The new COVID-19 Impact and Assessment Tool (IAT) from healthcare AI and predictive data innovator Draper & Dash is helping NHS trusts to predict peak capacity and plan their resources more effectively in response to the coronavirus pandemic.
The tool is a COVID-19-specific version of the company’s underlying predictive analysis technology. It allows trusts to view and analyse in real-time national Hospital Episode Statistics (HES) data, together with a number of live COVID-19 global data sources, and models the likely impact of increased demand at a local and system level.
The IAT is able to show immediate impacts on beds and staff in a range of what-if scenarios. Another feature allows the integration of pathology and radiology data, which runs live against Emergency Department (ED) activity. This means providers can assess the impact of COVID-19 on a daily basis, and model their response accordingly.
The tool is already being used by a number of NHS trusts in England, as well as SEHA Group– the Abu Dhabi Health Services company in the Middle East – with anecdotal evidence showing a rapid improvement in their ability to plan better, and anticipate their own peaks as the crisis continues.
WHAT’S THE IMPACT
Draper & Dash CEO Orlando Agrippa said the IAT essentially flips the company’s existing predictive technology, bringing in as much historical data as possible from every hospital that can provide it, and applying multiple what-if scenarios based on different countries’ profiles, overlaid on a specific hospital catchment or demographic.
“This means we can say when a hospital might see demand peak in COVID-19 or normal circumstances,” he said. “But we can also supplement that with a lot of additional insight, bringing in other factors from across the country.”
Agrippa said the speed of development was one of the hardest challenges the company has ever faced, involving several data gathering calls with hospitals every day.

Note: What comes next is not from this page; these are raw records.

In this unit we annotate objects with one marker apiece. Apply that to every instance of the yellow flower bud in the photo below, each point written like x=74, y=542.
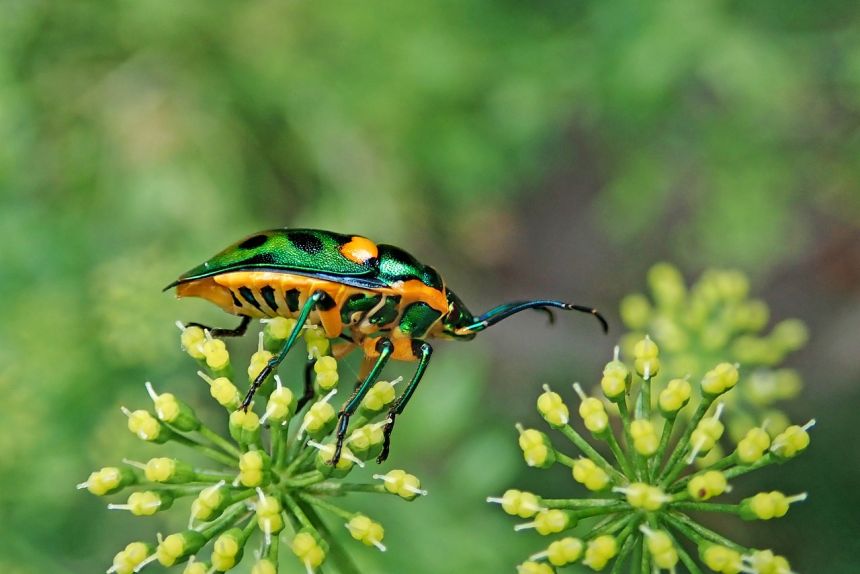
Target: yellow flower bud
x=537, y=450
x=720, y=379
x=380, y=395
x=721, y=559
x=589, y=474
x=552, y=408
x=179, y=547
x=752, y=447
x=192, y=340
x=227, y=550
x=308, y=550
x=792, y=441
x=518, y=503
x=128, y=559
x=645, y=439
x=280, y=328
x=707, y=485
x=564, y=551
x=215, y=352
x=675, y=396
x=366, y=531
x=644, y=496
x=401, y=483
x=600, y=551
x=108, y=480
x=594, y=415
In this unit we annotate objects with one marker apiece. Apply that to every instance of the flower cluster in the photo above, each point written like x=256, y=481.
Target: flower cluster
x=716, y=320
x=642, y=502
x=273, y=474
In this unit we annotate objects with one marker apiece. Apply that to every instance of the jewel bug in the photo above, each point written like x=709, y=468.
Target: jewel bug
x=374, y=297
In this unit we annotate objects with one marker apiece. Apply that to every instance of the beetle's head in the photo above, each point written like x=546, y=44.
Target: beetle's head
x=459, y=323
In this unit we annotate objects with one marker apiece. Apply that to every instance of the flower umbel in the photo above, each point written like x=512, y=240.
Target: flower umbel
x=271, y=479
x=714, y=320
x=640, y=501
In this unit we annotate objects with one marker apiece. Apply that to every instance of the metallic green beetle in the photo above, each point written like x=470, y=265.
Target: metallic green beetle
x=375, y=297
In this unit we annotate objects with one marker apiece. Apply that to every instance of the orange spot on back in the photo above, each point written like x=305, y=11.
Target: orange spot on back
x=359, y=249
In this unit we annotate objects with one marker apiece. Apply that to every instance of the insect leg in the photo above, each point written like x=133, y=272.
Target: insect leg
x=237, y=332
x=309, y=384
x=422, y=350
x=385, y=348
x=288, y=344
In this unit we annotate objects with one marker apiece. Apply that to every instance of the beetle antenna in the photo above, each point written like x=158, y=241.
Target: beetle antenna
x=504, y=311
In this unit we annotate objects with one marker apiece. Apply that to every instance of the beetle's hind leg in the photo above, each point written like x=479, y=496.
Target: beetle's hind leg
x=422, y=350
x=236, y=332
x=282, y=354
x=385, y=348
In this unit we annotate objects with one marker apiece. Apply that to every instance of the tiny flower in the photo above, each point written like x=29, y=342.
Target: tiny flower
x=127, y=560
x=537, y=450
x=264, y=479
x=564, y=551
x=108, y=480
x=707, y=485
x=518, y=503
x=600, y=551
x=712, y=321
x=179, y=547
x=645, y=496
x=325, y=369
x=168, y=471
x=380, y=395
x=366, y=531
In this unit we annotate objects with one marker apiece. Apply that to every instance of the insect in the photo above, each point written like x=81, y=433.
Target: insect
x=376, y=298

The COVID-19 IAT itself began as a what-if project when some Draper & Dash employees returned from Chinese New Year vacations in late January/early February with reports from Wuhan, and the company started looking at how hospitals might be better prepared for such an outbreak from a data perspective.
“To begin with, we thought, this is interesting – how would be able to help if that happened here?” said Agrippa. “Let’s start building something, just in case. Weeks later, we were in full scale COVID-19 response mode.”
WHAT’S THE TREND
The IAT has had a significant impact in SEHA hospitals, where it has helped to create a large amount of bed capacity – including private hospitals and hotels.
“They are no longer triaging and admitting patients in the way they were before,” said Agrippa. “Now that they are using it ‘in anger’, they don’t have to plan their COVID-19 response in abstract.”
Agrippa said that while NHS hospital response in the current wave of the pandemic is in the spotlight, in the long run, the IAT’s insight report capability will also help trusts to prepare for a second coronavirus wave and beyond.
This is likely to include the build-up of other issues that will put capacity under long-term strain, including the postponement of elective surgery and a growing waiting list of patients for the diagnosis and treatment of non-COVID-19 conditions. The big challenge, he said, will be helping hospitals to triage these patients
ON THE RECORD
“When the SEHA leadership team reviewed the COVID-19 IAT, we felt that it would provide important insights into the COVID-19 virus and also help predict the virus trend and enable us to better prepare our response strategy,” said George Kapitelli, CFO SEHA Group in Abu Dhabi. “This is being used to enable SEHA to get in front of the required demand for beds, in particular ICU beds for the more seriously impacted patient.”
“COVID-19 is an unprecedented global healthcare challenge and I am not sure that we can ever be totally ready, but we are certainly more prepared thanks to the insights from the IAT and are using this tool to support our planning leading to increased bed capacity at different levels to support quarantined, acute and critical care patients. The massive challenge to fight the virus continues.”